3D Industrial Inspection
Description
For this strategic line, the work is focused on applying artificial intelligence in industrial environments, especially for quality control through 3D inspection. It aims to improve industrial processes such as in-line inspection, early detection of defects in the production environment, increasing product quality, and reducing material waste. Machine learning, pattern recognition, and metrology techniques are applied to achieve these objectives, ensuring quality and accuracy standards beyond the reach of traditional industry.
Industrial inspection for quality control is a task that is carried out during the manufacturing process. This approach facilitates the resolution of problems that cause defects in production just after being detected during the manufacturing process itself. It minimizes costs by avoiding the generation of large quantities of unusable products. It is helpful in any factory to improve productivity, decrease defect rates, and reduce additional work and wasted raw material.
Mass production has established processes for creating parts with identical dimensions and design, but these processes do not produce precisely identical parts, and this causes problems, resulting in user rejection. Quality control (QC) separates the action of testing and validating products to discover defects from the decision as to whether these products should be approved or rejected as part of the final delivery, which could be determined by pre-established constraints (Shewart et al., 1939). For example, for the performance of work contracted by government agencies, quality control issues are among the first reasons that may lead to a cancellation or non-renewal of a contract (Usopm, 2012).

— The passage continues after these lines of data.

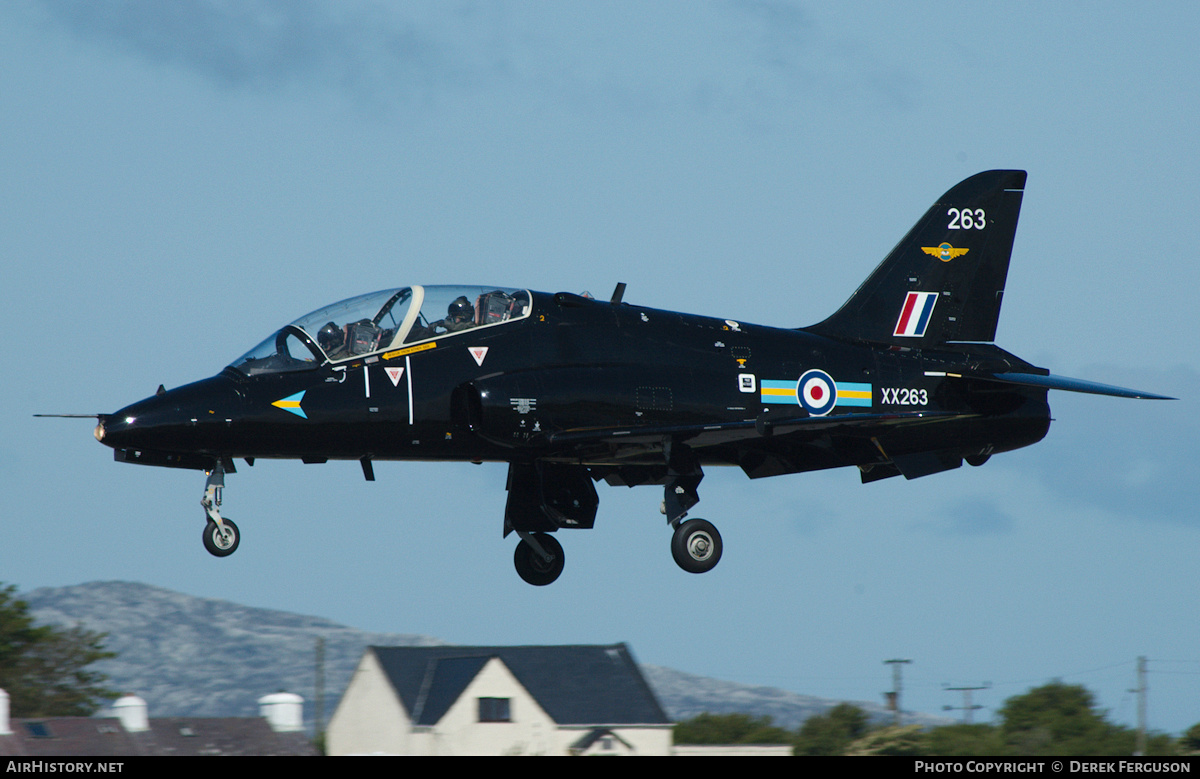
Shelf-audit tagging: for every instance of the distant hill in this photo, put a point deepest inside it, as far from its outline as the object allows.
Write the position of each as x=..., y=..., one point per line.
x=201, y=657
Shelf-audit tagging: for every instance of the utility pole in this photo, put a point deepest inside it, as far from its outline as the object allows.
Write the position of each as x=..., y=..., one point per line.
x=319, y=661
x=967, y=707
x=1140, y=749
x=893, y=697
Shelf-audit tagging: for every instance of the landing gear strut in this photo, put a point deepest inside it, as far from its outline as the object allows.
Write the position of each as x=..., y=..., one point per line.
x=221, y=535
x=695, y=545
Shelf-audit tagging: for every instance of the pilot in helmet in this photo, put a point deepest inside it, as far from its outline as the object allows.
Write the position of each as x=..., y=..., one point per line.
x=331, y=339
x=460, y=315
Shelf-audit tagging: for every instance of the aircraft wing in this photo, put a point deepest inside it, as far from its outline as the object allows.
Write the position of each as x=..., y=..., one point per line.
x=700, y=436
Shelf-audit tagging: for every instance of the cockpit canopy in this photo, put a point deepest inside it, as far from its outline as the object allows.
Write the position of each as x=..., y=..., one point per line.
x=382, y=321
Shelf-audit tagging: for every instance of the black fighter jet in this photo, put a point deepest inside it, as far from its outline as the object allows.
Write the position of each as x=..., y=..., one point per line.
x=904, y=379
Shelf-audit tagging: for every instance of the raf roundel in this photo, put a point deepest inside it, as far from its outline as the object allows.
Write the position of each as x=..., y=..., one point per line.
x=817, y=393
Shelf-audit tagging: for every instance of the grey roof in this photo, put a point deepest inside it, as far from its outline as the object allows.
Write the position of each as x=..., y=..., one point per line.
x=574, y=684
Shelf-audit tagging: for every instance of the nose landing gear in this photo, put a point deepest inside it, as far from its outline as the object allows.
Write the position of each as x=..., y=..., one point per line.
x=221, y=535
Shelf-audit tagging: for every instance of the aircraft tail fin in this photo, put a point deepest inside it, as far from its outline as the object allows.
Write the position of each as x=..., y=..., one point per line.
x=945, y=280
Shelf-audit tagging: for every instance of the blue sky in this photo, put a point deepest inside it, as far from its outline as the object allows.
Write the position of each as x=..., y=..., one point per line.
x=178, y=180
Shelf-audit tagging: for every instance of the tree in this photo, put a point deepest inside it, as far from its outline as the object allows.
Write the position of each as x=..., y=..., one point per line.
x=1189, y=744
x=832, y=732
x=730, y=729
x=45, y=669
x=1061, y=719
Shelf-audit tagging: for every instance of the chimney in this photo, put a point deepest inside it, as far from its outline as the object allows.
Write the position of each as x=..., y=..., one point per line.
x=283, y=711
x=5, y=730
x=132, y=712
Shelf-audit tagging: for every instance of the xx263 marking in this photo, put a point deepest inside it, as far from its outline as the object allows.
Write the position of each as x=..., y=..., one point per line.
x=903, y=396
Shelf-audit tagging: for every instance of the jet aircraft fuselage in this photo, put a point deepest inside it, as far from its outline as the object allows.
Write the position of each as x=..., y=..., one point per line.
x=904, y=379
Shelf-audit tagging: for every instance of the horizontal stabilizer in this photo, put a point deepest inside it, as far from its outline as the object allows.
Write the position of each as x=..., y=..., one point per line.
x=1073, y=385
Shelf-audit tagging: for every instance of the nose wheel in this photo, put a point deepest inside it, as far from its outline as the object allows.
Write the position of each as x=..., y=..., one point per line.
x=221, y=535
x=539, y=558
x=696, y=546
x=221, y=540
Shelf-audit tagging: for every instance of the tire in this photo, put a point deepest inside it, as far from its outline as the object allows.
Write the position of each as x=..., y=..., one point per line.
x=533, y=568
x=219, y=545
x=696, y=546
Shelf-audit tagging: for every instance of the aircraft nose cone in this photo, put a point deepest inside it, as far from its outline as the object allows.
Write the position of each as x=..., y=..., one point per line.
x=177, y=420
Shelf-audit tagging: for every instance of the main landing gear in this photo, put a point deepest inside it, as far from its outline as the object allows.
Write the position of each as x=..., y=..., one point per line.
x=696, y=546
x=545, y=497
x=221, y=535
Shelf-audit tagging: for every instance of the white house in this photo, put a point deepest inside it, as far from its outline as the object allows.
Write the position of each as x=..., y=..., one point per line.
x=564, y=700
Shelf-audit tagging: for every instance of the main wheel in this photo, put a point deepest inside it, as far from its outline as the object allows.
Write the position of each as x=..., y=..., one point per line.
x=533, y=567
x=696, y=546
x=221, y=545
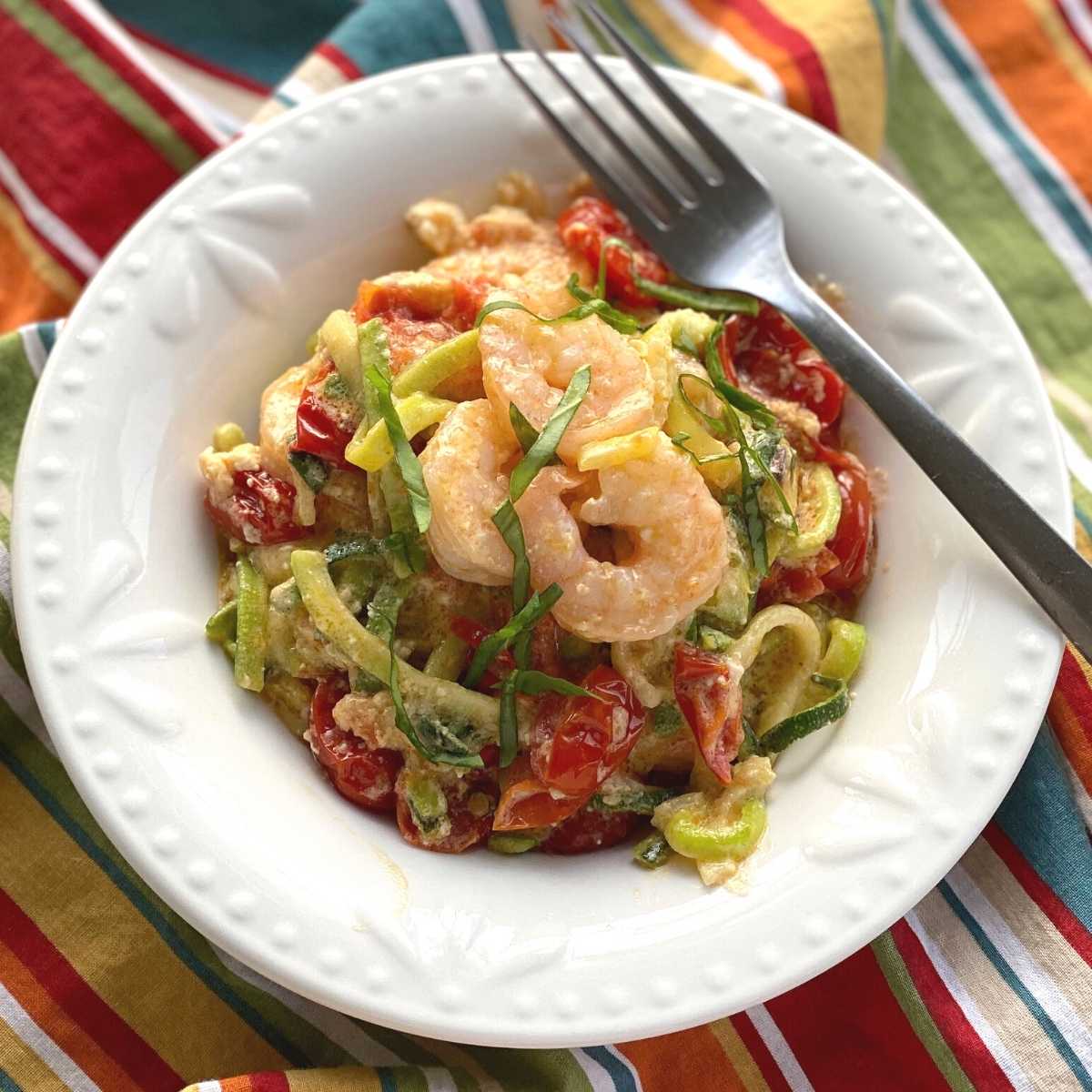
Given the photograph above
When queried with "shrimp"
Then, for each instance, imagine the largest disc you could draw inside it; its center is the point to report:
(530, 363)
(678, 545)
(465, 476)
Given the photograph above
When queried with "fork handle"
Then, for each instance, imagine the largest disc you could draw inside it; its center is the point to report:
(1053, 572)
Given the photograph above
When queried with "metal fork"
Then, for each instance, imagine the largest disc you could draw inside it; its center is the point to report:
(726, 233)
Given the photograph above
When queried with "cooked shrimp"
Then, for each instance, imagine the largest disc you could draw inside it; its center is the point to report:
(464, 472)
(530, 363)
(677, 535)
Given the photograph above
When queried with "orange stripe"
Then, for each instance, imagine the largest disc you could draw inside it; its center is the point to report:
(779, 59)
(685, 1059)
(1026, 68)
(34, 287)
(60, 1026)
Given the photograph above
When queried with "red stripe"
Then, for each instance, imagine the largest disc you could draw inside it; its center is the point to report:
(847, 1031)
(800, 48)
(758, 1049)
(966, 1044)
(83, 162)
(268, 1082)
(199, 63)
(1065, 921)
(339, 60)
(64, 984)
(153, 93)
(1077, 36)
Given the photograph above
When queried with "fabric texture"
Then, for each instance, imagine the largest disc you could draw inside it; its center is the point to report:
(982, 108)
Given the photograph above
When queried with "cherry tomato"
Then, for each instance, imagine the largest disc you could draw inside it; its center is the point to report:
(775, 358)
(470, 803)
(796, 583)
(707, 689)
(473, 632)
(325, 424)
(587, 224)
(590, 830)
(528, 804)
(259, 511)
(852, 541)
(580, 742)
(364, 774)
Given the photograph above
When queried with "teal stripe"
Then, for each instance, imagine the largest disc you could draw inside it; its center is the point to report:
(1013, 980)
(1040, 816)
(387, 34)
(136, 898)
(617, 1070)
(1052, 189)
(496, 15)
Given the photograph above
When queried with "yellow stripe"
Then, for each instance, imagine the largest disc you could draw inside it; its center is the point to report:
(993, 996)
(344, 1079)
(25, 1067)
(742, 1062)
(114, 947)
(1060, 38)
(693, 55)
(847, 38)
(1031, 926)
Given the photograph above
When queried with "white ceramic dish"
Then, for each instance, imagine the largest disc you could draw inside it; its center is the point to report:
(213, 293)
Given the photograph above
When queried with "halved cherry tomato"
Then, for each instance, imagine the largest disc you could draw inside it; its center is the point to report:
(464, 800)
(529, 803)
(364, 774)
(580, 742)
(590, 830)
(587, 224)
(473, 632)
(259, 511)
(775, 358)
(796, 583)
(707, 689)
(325, 424)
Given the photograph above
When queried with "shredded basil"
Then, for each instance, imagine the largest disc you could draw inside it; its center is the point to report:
(524, 620)
(382, 626)
(378, 372)
(733, 396)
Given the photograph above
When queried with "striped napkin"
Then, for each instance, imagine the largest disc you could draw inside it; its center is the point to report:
(984, 109)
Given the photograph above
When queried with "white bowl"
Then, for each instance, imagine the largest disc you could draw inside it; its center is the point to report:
(213, 293)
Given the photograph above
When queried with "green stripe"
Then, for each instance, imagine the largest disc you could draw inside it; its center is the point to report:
(45, 779)
(918, 1016)
(960, 186)
(1014, 981)
(532, 1070)
(105, 82)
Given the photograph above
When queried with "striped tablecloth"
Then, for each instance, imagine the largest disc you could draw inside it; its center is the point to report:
(986, 108)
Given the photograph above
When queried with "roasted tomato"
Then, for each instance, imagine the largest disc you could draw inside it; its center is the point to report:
(469, 818)
(590, 830)
(852, 541)
(773, 355)
(796, 583)
(364, 774)
(707, 689)
(325, 421)
(580, 742)
(529, 804)
(259, 511)
(587, 224)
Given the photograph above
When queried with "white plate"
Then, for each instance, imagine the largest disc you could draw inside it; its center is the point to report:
(213, 293)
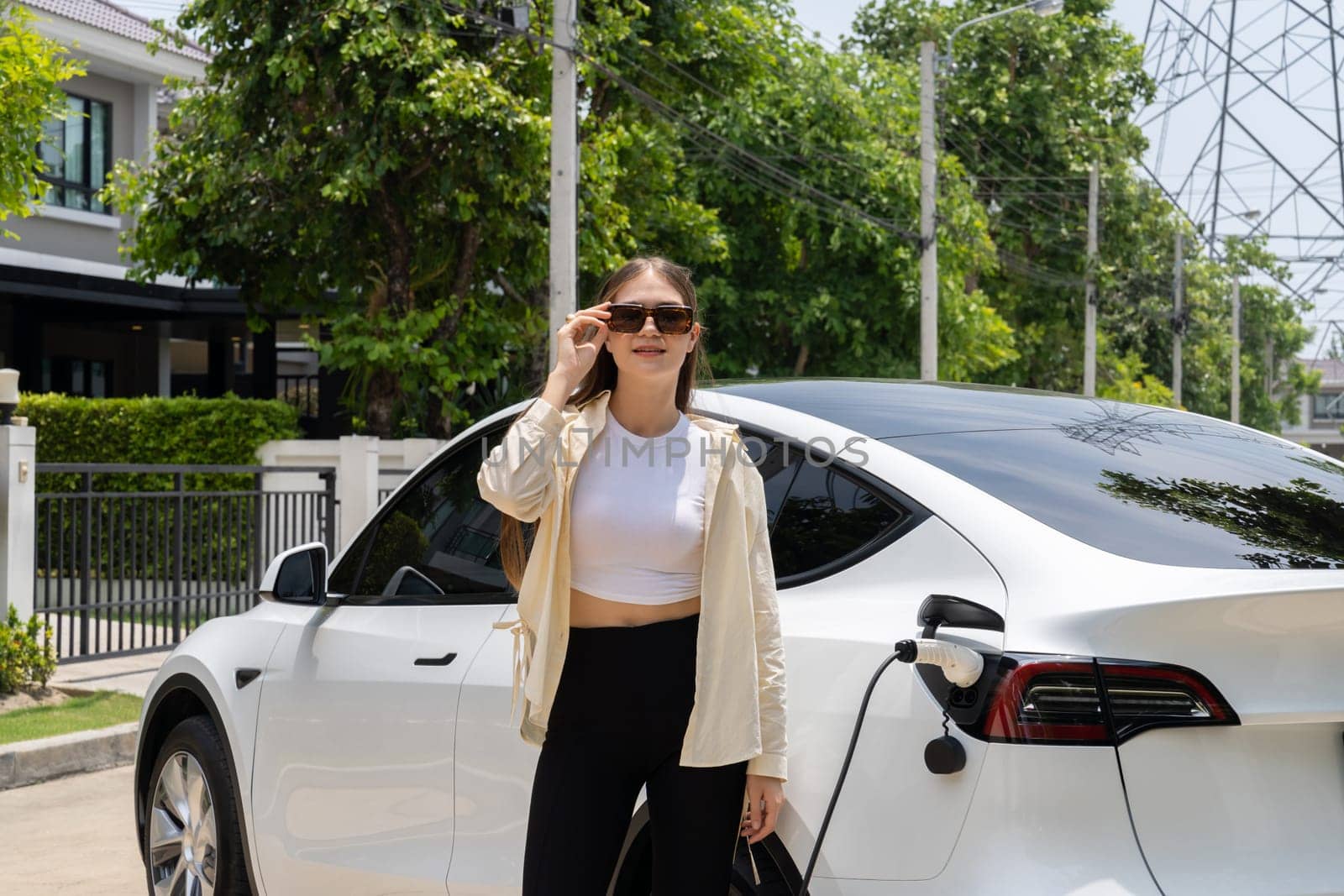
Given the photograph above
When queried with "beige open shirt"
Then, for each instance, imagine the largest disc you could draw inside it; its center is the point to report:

Previous experience and research in the field of machine learning conducted by PRAIA have been vital in the development of the foundations of industrial 3D inspection technology for different "core" processes of the system. For instance, the data structures used for the storage of textures corresponding to each 3D point of a model (based on kd-trees) and the classification algorithms based on the nearest neighbor (supervised geometric classifier), as well as in the automatic learning of a reference model by compositing several acquisitions on the exact correct fundamental part, or even in the iterative alignment procedure based on point-to-point distance minimization techniques. Therefore, it is emphasized that Machine Learning is a discipline framed in the field of Artificial Intelligence, but with influences and contributions from other areas such as Theoretical Computer Science, Decision Theory, and general Statistics (Duda and Hart, 1973), (Gonzalez and Woods, 1992). It is necessary to apply techniques that generally require learning from real-world data to address tasks that require simulating behaviors that in a person would be interpreted as intelligent. This information is usually not structured as in other areas of Computer Science but is presented in the form of examples. These examples contain physical measurements, variables obtained from different data sources, user interactions, etc. The final objective is to construct an Inference model.